IS A SMALL POCKET PARK ACROSS THE STREET FROM CHRIST CHURCH CATHEDRAL
The Peace Park is a small public park located across from Christchurch Cathedral on the corner of Nicholas Street and Christchurch Place in the Liberties area of Dublin city centre. It was dedicated to Ireland’s desire for peace in 1988 during the Troubles.
The park was designed as a sunken garden, with an aim towards reducing the traffic noise from the busy junction at which it exists. The main features of the park include a bronze “Tree of Life” sculpture by artist Leo Higgins, a pool/fountain, and extracts from poems by W.B.Yeats and Patrick Kavanagh embedded in the stone walls and footpaths throughout the park.
The park was closed to the public in 2009/2010 due to loitering and antisocial behaviour, and remained shut for nearly 10 years. However, it was reopened in June 2019 after a refurbishment project and the addition of a Flanders Fields memorial. The newly designed garden is now fully accessible, and includes a ramped access.
The Peace Park is a beautiful and peaceful space in the heart of Dublin city centre.
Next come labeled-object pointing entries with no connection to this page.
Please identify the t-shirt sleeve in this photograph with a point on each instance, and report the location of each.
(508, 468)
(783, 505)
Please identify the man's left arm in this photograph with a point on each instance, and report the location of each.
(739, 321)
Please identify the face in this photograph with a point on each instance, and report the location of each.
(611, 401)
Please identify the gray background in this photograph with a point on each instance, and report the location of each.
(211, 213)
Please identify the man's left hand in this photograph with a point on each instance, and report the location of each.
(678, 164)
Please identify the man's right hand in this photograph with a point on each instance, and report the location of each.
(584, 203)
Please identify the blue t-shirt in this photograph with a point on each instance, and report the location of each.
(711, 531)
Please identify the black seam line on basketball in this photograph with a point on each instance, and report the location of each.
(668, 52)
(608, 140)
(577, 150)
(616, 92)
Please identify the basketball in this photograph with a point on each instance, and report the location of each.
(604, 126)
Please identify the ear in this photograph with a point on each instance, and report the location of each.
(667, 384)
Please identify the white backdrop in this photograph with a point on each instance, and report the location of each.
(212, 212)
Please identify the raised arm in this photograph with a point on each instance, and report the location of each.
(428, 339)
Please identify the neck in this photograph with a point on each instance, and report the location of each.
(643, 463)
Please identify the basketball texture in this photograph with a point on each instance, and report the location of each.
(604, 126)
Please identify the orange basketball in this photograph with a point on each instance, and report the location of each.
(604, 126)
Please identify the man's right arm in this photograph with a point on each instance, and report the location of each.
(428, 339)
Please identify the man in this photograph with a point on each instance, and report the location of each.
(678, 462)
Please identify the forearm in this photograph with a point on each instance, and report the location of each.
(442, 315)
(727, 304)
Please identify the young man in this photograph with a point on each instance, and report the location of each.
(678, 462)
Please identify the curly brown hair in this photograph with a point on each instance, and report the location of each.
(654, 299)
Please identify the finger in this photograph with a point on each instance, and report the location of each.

It is a great place to relax, reflect, or simply enjoy the outdoors.
Here are some additional facts about the Peace Park:
The park is 0.1 hectares in size. The Tree of Life sculpture is made of bronze and is 3.5 meters tall. The pool/fountain in the park is fed by rainwater. The extracts from poems in the park are by W.B.Yeats, Patrick Kavanagh, and Seamus Heaney. The Flanders Fields memorial incorporates soil from Flanders, Belgium, as a memorial to the Irishmen who died and were injured in the First World War. The Peace Park is open from 10:00am to 6:00pm daily.
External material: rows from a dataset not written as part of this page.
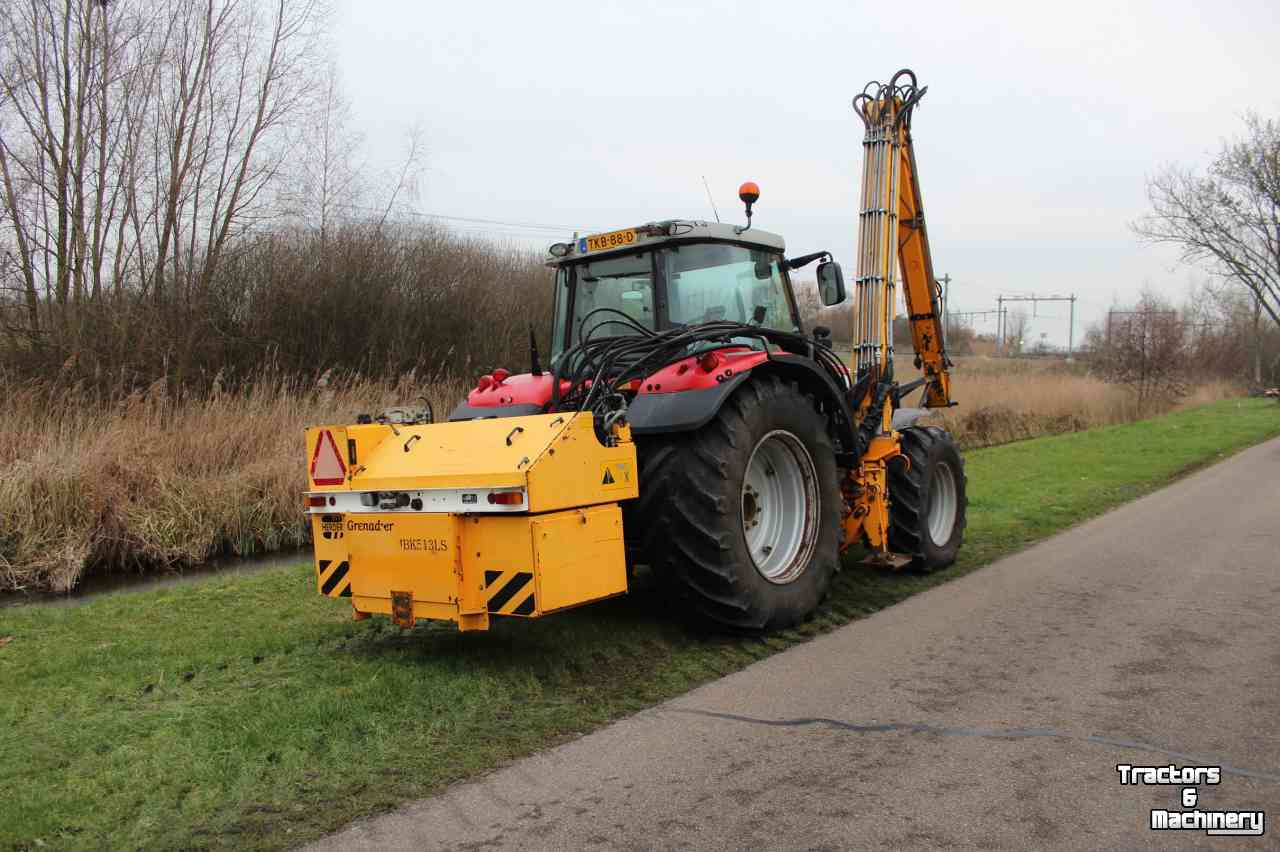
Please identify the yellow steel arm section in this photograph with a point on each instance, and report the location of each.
(923, 306)
(891, 234)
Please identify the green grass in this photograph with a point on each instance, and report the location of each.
(247, 711)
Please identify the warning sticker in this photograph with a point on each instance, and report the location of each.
(616, 475)
(327, 467)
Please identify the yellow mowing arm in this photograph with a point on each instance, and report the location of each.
(890, 234)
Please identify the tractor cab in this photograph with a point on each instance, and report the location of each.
(666, 275)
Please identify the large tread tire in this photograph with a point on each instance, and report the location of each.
(928, 453)
(686, 525)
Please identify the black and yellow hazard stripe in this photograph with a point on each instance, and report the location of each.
(333, 580)
(510, 592)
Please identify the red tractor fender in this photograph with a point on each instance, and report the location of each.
(681, 397)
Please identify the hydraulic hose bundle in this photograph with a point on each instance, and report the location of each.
(599, 367)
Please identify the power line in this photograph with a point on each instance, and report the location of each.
(478, 220)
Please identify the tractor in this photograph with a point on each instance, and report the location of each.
(686, 424)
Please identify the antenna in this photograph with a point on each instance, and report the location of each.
(709, 198)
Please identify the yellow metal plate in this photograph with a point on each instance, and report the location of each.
(579, 557)
(408, 553)
(612, 239)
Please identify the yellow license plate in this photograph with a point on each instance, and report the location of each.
(612, 239)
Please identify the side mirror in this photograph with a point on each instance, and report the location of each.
(831, 283)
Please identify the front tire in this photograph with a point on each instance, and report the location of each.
(927, 498)
(740, 521)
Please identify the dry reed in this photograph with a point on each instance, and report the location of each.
(145, 481)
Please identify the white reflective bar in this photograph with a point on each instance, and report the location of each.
(453, 500)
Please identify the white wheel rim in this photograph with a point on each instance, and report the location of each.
(942, 504)
(780, 507)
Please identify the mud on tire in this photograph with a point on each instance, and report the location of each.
(927, 499)
(698, 517)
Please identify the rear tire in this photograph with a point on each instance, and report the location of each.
(927, 499)
(740, 521)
Thomas Michael Kettle (9 February 1880 – 9 September 1916) was an Irish economist, journalist, barrister, writer, war poet, soldier and Home Rule politician. As a member of the Irish Parliamentary Party, he was Member of Parliament (MP) for East Tyrone from 1906 to 1910 at Westminster. He joined the Irish Volunteers in 1913, then on the outbreak of World War I in 1914 enlisted for service in the British Army, with which he was killed in action on the Western Front in the Autumn of 1916. He was a much admired old comrade of James Joyce, who considered him to be his best friend in Ireland, as well as the likes of Francis Sheehy-Skeffington, Oliver St. John Gogarty and Robert Wilson Lynd.
He was one of the leading figures of the generation who at the turn of the twentieth century gave new intellectual life to Irish party politics, and to the constitutional movement towards All-Ireland Home Rule. A gifted speaker with an incisive mind and devastating wit, his death was regarded as a great loss to Ireland’s political and intellectual life.
As G. K. Chesterton surmised, “Thomas Michael Kettle was perhaps the greatest example of that greatness of spirit which was so ill rewarded on both sides of the channel […] He was a wit, a scholar, an orator, a man ambitious in all the arts of peace; and he fell fighting the barbarians because he was too good a European to use the barbarians against England, as England a hundred years before has used the barbarians against Ireland”.
Kettle was killed in action with ‘B’ Company of the 9th Battalion of the Royal Dublin Fusiliers in an attack on German lines on 9 September 1916, near the village of Ginchy during the Battle of the Somme. During the advance Kettle was felled when the Dublin Fusiliers were ‘struck with a tempest of fire’, and having risen from the initial blow, he was struck again and killed outright. His body was buried in a battlefield grave by the Welsh Guards, but the grave was subsequently lost trace of. His name is etched on the monumental arched gateway for the missing of the Somme at Thiepval. He was 36-years old.
The poet George William Russell wrote about Kettle, comparing his sacrifice with those who led the 1916 Easter Rising:
You proved by death as true as they, In mightier conflicts played your part, Equal your sacrifice may weigh Dear Kettle of the generous heart.